Troppo piccolo per Alberto Stasi.
E allora chi era con Chiara quella tragica mattina d’estate?
Una mano insanguinata e un’impronta sul pavimento. E se il delitto di Chiara Poggi fosse più affollato di quanto ci hanno fatto credere? A dirlo, sul settimanale Giallo, non è l’ennesimo complottista da tastiera, ma Gianluca Spina, ex poliziotto e dattiloscopista. Uno di quelli che alle impronte ci ha lavorato davvero. E secondo lui, quelle impresse sul pigiama della vittima, cancellate dai soccorsi maldestri ma immortalate in una foto, non mentono: sono di una mano femminile. Quattro polpastrelli ben visibili, incollati alla scapola sinistra di Chiara. Lì, dove qualcuno si è aggrappato o ha premuto durante l’aggressione. Spina ha preso la foto, ha misurato, ha messo in scala. E il risultato è stato chiaro: sette centimetri in larghezza. Tanto basta, secondo lui, per affermare che quella non è una mano maschile. O quantomeno, non è la mano di un ragazzo dalla corporatura robusta come quella attribuita all’unico imputato: Alberto Stasi.

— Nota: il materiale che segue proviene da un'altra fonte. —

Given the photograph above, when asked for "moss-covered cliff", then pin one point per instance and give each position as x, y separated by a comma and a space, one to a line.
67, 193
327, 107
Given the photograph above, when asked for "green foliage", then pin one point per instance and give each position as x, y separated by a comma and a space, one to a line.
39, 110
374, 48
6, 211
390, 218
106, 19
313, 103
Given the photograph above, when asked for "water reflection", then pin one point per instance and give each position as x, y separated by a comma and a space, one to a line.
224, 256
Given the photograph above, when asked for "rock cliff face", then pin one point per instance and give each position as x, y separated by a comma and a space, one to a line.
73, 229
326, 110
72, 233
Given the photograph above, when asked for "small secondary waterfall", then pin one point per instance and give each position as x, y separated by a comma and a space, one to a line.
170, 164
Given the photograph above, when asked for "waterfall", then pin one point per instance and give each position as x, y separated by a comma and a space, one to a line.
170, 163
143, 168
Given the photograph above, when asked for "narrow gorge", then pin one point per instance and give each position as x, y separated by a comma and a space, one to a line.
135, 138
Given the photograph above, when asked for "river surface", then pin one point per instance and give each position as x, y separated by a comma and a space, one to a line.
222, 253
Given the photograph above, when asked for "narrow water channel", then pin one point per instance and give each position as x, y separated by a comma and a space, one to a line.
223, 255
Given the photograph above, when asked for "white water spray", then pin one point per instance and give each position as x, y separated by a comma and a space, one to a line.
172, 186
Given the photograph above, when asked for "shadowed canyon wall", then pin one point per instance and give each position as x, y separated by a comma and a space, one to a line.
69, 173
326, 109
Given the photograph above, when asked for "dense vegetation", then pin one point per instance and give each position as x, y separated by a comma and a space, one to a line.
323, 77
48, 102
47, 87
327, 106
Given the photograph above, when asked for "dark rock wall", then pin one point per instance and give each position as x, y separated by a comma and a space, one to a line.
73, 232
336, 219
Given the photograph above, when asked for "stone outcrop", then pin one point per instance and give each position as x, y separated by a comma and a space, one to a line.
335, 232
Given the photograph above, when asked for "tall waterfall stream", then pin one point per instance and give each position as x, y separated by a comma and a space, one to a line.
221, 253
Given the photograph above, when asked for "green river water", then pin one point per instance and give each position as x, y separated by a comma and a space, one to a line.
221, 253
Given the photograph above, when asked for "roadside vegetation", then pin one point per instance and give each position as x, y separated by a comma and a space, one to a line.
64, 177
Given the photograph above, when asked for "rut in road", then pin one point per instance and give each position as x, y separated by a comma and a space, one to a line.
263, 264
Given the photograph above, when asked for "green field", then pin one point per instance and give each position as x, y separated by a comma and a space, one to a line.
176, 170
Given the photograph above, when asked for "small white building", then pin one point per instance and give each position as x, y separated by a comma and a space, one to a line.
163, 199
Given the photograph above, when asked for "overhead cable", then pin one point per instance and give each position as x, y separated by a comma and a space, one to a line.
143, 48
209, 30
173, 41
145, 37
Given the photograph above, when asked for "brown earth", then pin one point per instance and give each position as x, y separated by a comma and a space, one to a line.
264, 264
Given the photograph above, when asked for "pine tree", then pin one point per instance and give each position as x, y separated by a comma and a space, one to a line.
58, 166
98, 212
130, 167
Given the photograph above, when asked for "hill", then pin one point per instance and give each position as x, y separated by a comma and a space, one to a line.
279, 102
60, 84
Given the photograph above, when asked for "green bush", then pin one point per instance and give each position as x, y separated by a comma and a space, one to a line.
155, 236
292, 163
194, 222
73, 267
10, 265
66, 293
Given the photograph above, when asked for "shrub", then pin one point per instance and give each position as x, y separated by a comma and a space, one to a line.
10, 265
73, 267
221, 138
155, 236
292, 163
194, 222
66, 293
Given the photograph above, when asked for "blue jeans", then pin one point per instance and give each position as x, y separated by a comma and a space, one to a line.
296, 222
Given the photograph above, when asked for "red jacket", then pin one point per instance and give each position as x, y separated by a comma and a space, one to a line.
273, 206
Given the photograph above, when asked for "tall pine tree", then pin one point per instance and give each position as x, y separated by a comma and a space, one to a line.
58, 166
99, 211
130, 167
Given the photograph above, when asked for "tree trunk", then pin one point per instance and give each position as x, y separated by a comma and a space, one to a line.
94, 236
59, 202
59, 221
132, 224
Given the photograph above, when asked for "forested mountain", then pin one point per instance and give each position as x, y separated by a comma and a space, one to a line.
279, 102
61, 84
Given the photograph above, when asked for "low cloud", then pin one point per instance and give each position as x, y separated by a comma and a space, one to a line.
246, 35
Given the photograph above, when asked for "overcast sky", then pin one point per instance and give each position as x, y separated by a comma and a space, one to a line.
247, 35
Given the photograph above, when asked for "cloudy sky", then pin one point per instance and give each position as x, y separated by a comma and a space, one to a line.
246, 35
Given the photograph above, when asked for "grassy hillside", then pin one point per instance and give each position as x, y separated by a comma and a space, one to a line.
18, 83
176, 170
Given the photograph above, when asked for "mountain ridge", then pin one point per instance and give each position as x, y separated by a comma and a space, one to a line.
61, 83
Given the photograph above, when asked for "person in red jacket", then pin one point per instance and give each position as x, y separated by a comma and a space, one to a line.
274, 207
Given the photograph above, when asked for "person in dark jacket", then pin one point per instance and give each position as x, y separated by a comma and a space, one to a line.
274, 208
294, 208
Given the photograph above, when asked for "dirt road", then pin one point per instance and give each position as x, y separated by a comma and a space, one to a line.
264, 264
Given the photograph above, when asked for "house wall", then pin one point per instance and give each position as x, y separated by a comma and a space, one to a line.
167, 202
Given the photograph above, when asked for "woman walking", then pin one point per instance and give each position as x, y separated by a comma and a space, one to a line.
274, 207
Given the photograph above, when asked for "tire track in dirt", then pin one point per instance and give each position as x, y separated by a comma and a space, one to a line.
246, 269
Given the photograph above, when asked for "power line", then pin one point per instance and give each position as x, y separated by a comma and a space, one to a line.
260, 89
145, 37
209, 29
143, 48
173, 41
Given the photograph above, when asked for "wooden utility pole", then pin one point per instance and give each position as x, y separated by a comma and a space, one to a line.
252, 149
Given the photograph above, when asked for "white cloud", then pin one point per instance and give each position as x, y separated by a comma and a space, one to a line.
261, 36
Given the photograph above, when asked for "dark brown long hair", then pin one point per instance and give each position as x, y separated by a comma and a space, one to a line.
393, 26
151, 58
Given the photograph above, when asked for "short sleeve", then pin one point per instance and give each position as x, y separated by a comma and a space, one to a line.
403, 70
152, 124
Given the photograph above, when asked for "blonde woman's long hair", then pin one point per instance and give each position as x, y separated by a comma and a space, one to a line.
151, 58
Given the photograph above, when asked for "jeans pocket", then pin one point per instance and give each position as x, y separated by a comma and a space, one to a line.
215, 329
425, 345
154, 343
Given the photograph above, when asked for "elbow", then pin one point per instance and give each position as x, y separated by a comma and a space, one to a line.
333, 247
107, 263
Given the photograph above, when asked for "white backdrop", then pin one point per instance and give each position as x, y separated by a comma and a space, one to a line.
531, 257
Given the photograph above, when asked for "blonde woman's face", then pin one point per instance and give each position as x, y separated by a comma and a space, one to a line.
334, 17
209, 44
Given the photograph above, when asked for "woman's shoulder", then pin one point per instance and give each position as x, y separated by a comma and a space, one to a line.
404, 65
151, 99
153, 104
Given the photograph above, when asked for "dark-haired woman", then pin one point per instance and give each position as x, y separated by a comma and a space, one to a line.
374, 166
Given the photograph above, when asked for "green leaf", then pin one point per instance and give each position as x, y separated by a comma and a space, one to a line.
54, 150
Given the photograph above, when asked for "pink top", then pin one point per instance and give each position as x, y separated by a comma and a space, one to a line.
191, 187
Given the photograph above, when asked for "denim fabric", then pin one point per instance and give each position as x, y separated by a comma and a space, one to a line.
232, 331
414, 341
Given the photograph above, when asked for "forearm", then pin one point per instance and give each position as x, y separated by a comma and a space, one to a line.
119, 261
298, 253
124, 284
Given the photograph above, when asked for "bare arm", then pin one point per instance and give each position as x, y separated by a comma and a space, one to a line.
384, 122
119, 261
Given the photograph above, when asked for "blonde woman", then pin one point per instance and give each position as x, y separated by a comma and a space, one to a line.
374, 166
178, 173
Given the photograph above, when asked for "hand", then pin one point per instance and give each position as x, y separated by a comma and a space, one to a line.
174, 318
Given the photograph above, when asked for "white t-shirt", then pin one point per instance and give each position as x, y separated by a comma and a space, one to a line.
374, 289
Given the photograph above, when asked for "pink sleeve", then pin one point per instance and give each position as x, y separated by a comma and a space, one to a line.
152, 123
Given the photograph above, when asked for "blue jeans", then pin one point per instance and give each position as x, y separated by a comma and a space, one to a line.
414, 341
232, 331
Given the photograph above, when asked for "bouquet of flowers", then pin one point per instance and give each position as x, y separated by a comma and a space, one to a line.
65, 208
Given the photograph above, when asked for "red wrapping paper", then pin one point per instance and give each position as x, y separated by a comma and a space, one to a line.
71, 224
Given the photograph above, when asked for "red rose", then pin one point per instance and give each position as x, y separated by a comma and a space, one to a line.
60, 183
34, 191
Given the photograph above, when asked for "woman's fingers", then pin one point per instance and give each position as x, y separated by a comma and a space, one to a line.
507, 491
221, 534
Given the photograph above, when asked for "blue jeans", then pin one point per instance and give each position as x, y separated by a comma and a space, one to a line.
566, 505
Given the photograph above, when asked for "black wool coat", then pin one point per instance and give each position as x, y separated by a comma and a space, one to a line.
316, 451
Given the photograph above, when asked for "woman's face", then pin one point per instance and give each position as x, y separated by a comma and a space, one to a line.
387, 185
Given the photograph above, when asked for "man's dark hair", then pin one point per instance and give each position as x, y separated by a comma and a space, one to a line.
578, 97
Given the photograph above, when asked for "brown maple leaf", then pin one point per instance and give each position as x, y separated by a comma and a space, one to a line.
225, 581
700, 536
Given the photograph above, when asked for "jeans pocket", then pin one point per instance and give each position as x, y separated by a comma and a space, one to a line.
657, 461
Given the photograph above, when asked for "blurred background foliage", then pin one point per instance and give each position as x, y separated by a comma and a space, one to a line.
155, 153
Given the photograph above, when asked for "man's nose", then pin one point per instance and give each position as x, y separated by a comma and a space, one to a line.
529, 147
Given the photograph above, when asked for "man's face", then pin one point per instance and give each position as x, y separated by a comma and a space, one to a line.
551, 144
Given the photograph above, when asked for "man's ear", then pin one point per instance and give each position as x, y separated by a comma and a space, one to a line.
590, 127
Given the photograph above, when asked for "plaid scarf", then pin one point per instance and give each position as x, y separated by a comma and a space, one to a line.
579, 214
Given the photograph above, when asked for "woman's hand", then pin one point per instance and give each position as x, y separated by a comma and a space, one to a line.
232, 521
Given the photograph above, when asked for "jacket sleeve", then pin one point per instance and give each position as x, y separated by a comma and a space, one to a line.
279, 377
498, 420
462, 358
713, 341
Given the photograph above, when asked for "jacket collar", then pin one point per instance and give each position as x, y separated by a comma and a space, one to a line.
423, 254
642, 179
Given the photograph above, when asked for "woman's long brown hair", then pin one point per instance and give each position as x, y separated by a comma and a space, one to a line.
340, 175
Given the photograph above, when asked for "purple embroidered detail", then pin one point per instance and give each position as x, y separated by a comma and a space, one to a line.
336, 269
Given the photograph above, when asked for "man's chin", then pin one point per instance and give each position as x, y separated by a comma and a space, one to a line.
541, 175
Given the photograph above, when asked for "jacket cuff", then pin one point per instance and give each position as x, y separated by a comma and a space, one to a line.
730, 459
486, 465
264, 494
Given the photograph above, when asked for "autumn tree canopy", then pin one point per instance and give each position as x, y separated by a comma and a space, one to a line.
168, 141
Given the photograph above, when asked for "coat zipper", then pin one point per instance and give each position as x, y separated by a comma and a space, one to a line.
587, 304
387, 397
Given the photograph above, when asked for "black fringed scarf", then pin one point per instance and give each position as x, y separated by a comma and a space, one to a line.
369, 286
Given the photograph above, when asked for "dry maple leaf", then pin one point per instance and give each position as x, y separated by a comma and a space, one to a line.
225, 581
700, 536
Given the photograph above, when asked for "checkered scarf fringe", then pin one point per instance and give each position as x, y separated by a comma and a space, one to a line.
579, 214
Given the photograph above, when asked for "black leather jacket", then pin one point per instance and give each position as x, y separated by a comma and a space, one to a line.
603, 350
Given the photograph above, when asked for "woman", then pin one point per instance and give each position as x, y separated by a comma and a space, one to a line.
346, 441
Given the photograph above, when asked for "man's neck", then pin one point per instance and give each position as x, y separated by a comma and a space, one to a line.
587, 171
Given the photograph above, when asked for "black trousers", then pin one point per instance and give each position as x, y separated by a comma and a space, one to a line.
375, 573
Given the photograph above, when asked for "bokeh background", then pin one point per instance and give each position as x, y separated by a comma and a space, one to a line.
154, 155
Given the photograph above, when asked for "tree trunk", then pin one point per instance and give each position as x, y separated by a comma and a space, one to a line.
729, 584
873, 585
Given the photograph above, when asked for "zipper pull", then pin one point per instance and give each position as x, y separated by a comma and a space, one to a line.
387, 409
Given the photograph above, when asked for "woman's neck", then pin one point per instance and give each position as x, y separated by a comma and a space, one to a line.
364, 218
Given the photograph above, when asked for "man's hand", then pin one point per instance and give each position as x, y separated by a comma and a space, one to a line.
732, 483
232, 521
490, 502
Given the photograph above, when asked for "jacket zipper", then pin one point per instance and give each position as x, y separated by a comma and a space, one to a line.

Ma c’è di più. Sul pavimento del bagno, i Ris trovarono un’impronta di scarpa lunga 27 cm. A una prima occhiata sembrava una misura 42. Ma è bastato inclinare la foto di qualche grado, come effettivamente accaduto, per allungare l’immagine di almeno 2 cm. Poi ci sono i 2 cm in più che una suola estiva può aggiungere rispetto al piede. E se si toglie tutto il superfluo, resta un piede da 23 cm. Tradotto: una scarpa da donna, numero 37. Coincidenze? Per Spina, no. Le impronte parlano chiaro, anche quando non ci sono più. E raccontano di una presenza femminile sulla scena del crimine. Una mano esile e una scarpa che difficilmente sarebbe appartenuta a Stasi. Un’altra persona? Una complice? O l’assassina vera e propria? In un cold case che fa ancora rumore a quasi 20 anni di distanza, forse abbiamo dimenticato di guardare proprio lì dove tutto era stato scritto: nel sangue e nelle impronte.